The Mills

Phoenix Mill

Henry Ford purchased this site in 1920. It had been the site of the Phoenix Gristmill, built in 1840, and the Matthews Distillery. Both had burned down. Ford constructed a new building in 1922, designed by legendary architect Albert Kahn, beside the millpond of Phoenix Lake. The plant was unique in that it employed mostly women because Ford felt that women were more adept at assembling delicate electrical parts such as voltage meters, light switches, and generator cutouts.

Ford Motor Company deeded the property to Wayne County in 1948 after it moved these operations to Ypsilanti. Phoenix Mill has served as a maintenance facility for the County. For 25 years it served as the Wayne County Road Commission's sign shop and later it was home to Wayne County's Bridges Division.

In 2018, the Wayne County Commission approved a development agreement with Critical Mass, LLC to rehabilitate the building while respecting original styling envisioned by Ford and Kahn, incorporating public uses and interpretive space. In addition to reactivating the space and celebrating its history, the Phoenix Mill development envisions better connecting the Phoenix Mill site's green space with Hines Park trails and facilities. The project plan calls tangible steps toward that goal, including removing fencing that separates the mill from the park as well as adding bicycle parking, flower beds, improving public access to the river, and opening up the viewshed to Phoenix Lake.

Phoenix Mill as it looked in December 2018.

Artist's rendering of rehabilitated Phoenix Mill and property. Images courtesy of Critical Mass, LLC. Created by inFORM studio.

Wilcox Mill

After purchasing the original Wilcox Gristmill, Henry Ford razed the dilapidated structure and constructed a new building in 1923. The facility initially produced generator cutouts and later it produced taps, a tool used for forming internal screw threads.
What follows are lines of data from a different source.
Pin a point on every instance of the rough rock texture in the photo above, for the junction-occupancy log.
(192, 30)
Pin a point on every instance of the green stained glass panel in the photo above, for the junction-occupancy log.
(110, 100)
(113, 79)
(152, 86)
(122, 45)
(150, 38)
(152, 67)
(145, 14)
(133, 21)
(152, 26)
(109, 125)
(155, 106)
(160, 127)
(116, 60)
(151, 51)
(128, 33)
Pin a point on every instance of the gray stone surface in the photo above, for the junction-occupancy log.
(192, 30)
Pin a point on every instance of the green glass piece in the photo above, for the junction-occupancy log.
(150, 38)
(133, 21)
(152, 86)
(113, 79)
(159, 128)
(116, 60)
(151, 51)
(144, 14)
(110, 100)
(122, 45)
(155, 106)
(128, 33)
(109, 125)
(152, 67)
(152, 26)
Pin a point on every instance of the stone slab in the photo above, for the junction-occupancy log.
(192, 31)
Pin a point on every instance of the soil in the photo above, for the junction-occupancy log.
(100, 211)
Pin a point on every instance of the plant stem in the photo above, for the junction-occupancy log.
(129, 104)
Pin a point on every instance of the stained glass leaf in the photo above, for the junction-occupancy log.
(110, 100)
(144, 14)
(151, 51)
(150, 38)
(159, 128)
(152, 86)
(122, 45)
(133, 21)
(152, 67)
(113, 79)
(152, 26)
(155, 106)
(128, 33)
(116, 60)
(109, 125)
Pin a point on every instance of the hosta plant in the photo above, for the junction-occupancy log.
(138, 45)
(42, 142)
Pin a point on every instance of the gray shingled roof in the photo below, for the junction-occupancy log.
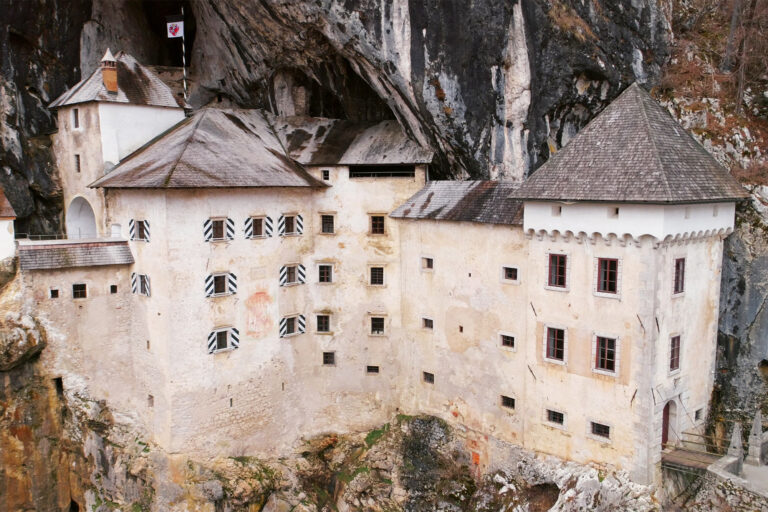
(319, 141)
(214, 148)
(72, 253)
(469, 201)
(136, 85)
(633, 151)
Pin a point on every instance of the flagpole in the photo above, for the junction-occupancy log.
(184, 56)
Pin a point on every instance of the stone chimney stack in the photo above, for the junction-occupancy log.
(109, 72)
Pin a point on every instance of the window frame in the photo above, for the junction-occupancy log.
(545, 343)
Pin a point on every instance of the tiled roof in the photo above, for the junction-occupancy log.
(71, 253)
(136, 84)
(6, 210)
(469, 201)
(214, 148)
(633, 151)
(318, 141)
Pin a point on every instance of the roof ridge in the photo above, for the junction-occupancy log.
(651, 138)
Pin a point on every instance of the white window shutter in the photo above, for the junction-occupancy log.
(301, 273)
(207, 230)
(231, 283)
(230, 227)
(249, 228)
(302, 323)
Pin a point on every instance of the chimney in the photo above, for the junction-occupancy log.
(109, 72)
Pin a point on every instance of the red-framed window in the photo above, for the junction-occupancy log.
(555, 343)
(607, 275)
(605, 355)
(674, 353)
(557, 270)
(679, 275)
For a time, 95% of Ford Motor Company's tap production took place here.

After Ford's tap operations were moved to Waterford, the company deeded the property to Wayne County in 1948. It has been a maintenance facility, a work station for the county's alternative work force, and a storage space.

Wayne County, in conjunction with local stakeholders and community leaders, is actively working with Tony Roko and the Art Foundation toward a proposed redevelopment plan for the Wilcox Mill site. This plan will require approval from the Wayne County Commission and local authorities in Plymouth. The Art Foundation envisions transforming Wilcox Mill into an arts campus with public greenspace open from dusk to dawn and a public sculpture garden. The mill itself will be redeveloped in accordance with the Secretary of the Interior's Standards for Rehabilitation. Additionally, this potential development plan includes improved connections between Wilcox Mill's green space and Hines Park trails and facilities, as well as to surrounding neighborhoods.

Wilcox Mill as it looked in December 2018.

Artist's rendering of rehabilitated Wilcox Mill and property, based on a pending proposal from The Art Foundation. Images courtesy of Michael A Boggio & Associates.

Newburgh Mill

Henry Ford purchased the old Newburgh Cider Mill in 1933 and razed the existing structure to construct a new building on the site in 1935. Local farmers and Rouge Plant workers were employed to build the new plant, which specialized in the production of twist drills and drill bits.

Ford Motor Company sold the Newburgh Mill facility to the Wayne County Road Commission in 1948. It was used for decades by the Road Commission's Forest Division and later became home to the Wayne County Sheriff's mounted division.

Wayne County, in conjunction with local stakeholders and community leaders, is actively marketing Newburgh Mill so that a development partner can reactivate the site and celebrate its history through public interpretive space. Additionally, potential development plans would be expected to better connect Newburgh Mill's green space with Hines Park trails and facilities and create new access points to the neighboring lake that has been historically blocked from public use.

Newburgh Mill as it looked in December 2018.